Share your dilemmas and get honest opinions from other Mumsnetters.

To organise a 40th and not include drinks or food?

545 replies

IVFendomum · 17/09/2024 19:33

I’m organising drinks for my husbands 40th in January. I’ve booked an area in a bar in central London so relatively easy for most of our friends to get to. I have asked some of his close friends from further afield but said no expectation at all.

I’m spending quite a bit on taking him away for a night and I also want to buy him a gift to open. I don’t have much spare cash - am PT at the mo and really feeling the slashed income.

AIBU to not include drinks or food for everyone? Would you be offended? Or is it okay to just organise a get together and book an area and that be enough?

OP posts:
Namechangeforcheese · 17/09/2024 22:39

I think when hosting, whether at home or in a public premises you need to be clear about what the evening will entail.

If I was asked to an evening 40th in a bar I would expect to be served some semblance of dinner unless the invitation made it clear that people should eat beforehand. Most pubs do platters of carb heavy beige food to be handed round. If you don't offer anything at all you might find the party breaks up very early as people slope off to eat.

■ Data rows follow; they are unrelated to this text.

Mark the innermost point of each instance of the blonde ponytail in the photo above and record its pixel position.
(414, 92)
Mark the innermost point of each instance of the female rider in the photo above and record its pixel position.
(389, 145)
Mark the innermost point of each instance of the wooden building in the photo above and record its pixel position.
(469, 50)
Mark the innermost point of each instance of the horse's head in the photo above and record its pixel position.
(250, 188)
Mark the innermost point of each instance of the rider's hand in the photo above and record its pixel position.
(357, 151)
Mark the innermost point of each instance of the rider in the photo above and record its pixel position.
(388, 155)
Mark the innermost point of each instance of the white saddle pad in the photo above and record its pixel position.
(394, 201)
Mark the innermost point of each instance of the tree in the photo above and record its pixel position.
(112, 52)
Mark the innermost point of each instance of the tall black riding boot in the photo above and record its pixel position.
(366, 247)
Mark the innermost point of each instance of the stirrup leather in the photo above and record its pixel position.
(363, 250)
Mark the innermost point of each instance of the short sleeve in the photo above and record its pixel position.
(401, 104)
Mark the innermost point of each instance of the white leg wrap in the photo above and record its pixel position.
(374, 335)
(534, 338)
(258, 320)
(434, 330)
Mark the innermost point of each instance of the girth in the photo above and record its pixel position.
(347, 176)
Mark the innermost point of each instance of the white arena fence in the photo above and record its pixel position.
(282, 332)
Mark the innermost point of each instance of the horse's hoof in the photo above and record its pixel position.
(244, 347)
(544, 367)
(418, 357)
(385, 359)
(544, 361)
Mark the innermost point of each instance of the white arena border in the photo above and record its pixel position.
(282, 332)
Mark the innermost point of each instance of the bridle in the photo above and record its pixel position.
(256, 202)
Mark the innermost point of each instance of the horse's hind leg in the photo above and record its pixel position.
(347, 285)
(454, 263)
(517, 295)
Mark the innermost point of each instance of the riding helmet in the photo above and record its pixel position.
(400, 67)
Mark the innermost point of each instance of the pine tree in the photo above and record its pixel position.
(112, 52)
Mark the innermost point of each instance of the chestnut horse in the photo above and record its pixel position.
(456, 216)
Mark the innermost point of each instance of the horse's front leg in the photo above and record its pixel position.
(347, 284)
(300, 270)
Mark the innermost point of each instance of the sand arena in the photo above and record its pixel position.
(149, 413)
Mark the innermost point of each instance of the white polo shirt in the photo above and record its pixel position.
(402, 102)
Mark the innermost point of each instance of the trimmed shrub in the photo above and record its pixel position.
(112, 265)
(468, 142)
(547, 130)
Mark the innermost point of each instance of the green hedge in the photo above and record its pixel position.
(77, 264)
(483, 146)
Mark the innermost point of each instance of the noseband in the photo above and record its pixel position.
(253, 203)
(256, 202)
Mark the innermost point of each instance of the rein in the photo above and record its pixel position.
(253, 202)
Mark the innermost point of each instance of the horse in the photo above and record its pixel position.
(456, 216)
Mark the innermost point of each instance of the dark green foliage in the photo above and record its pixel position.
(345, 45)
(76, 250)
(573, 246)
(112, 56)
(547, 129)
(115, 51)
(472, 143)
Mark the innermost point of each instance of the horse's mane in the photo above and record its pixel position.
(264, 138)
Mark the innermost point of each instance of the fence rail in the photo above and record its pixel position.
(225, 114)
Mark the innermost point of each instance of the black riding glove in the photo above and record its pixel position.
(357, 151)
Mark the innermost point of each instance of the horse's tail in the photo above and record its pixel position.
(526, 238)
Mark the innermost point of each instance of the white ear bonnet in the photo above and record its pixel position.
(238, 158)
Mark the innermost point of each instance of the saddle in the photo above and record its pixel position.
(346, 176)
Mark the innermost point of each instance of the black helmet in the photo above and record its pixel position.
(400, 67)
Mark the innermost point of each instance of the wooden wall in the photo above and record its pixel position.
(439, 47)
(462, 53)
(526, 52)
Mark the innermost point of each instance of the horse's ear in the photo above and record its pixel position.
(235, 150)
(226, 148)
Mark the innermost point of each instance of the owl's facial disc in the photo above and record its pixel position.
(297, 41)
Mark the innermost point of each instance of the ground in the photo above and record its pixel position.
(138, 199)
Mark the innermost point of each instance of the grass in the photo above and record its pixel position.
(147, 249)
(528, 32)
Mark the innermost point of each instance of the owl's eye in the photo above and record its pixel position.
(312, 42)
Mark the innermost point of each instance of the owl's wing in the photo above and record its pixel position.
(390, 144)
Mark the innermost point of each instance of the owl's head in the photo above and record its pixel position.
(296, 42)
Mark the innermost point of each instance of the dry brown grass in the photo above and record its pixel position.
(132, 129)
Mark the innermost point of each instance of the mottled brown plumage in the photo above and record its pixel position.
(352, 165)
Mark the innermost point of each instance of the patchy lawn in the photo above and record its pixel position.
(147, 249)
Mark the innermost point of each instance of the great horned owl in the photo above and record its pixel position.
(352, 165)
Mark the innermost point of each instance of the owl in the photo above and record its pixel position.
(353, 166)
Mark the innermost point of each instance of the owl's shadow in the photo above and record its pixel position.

I also think it would be incredibly rude not to at least buy the first round or two. If you don't even offer a drink you aren't really hosting in any true sense. Not many people will expect to drink free all night long but they will expect some semblance of hospitality.

I think you have to choose how you want to prioritise your birthday spending. It's great you want to treat your DH but if a night away AND a party AND a nice present are outside your budget I think you will have to make some tough choices. If it were me I'd prioritise the party - you have the rest of your lives for nights away and presents but this is his only chance for a 40th party with his friends.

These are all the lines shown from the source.